In Dubliners, Joyce volle raccontare la città e i suoi abitanti così com’erano, come li aveva visti e conosciuti: è una rappresentazione molto sincera, quasi fotografica di strade e luoghi. L’umanità che preme all’autore raccontare nasce dalle sue stesse esperienze, e da un paesaggio urbano familiare.
E’ un ritratto a tinte fosche, quello di Dublino, città cupa e non amica. C’è un continuo desiderio di fuga, il senso di una pesantezza opprimente. In Ritratto dell’artista da giovane la madre Irlanda “è la vecchia troia che si mangia i maiali che ha partorito”.
“Poi, un bel giorno, Leopold Bloom attraversò Dublino e per la città, e per la letteratura, non fu più la stessa cosa: cambiarono per sempre, l’una e l’altra, come cambiò il ruolo del cittadino e del lettore.”
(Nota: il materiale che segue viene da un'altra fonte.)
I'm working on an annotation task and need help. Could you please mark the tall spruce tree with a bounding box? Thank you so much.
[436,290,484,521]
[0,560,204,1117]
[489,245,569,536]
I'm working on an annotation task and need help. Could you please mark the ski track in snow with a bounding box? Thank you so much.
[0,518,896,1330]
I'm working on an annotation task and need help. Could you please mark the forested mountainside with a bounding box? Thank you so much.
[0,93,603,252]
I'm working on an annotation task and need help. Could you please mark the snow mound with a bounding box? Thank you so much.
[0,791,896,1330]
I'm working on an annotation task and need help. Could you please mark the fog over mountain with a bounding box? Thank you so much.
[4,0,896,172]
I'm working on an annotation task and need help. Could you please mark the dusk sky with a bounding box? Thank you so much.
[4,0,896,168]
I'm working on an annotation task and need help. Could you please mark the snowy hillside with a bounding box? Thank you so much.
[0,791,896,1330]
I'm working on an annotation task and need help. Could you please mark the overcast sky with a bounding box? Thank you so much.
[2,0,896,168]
Una Dublino da commedia, nell’Ulisse, abbandona i toni grevi e si illumina di una dimensione vivace, a tratti fantastica. Seppur nel paradosso, tutto riporta alla vita vissuta, a luoghi reali e tangibili. James Joyce adulto sembra dimenticare l’antico rancore e fare pace con la sua terra. Il viaggio di Ulisse per le strade di Dublino, tra avventure e pericoli, diventa un immenso viaggio dell’uomo in una terra trasfigurata e resa universale.
A Dublino con James Joyce riesce nella difficile impresa di equilibrare saggio e racconto, lo fa con sapienza e vivacità narrativa, e accompagna il lettore nelle pieghe di una vita, complicata e umanissima, nelle pagine di capolavori assoluti, e nelle strade di una città che ogni anno il 16 giugno, giorno del Bloomsday, si inchina al suo più grande Dubliner.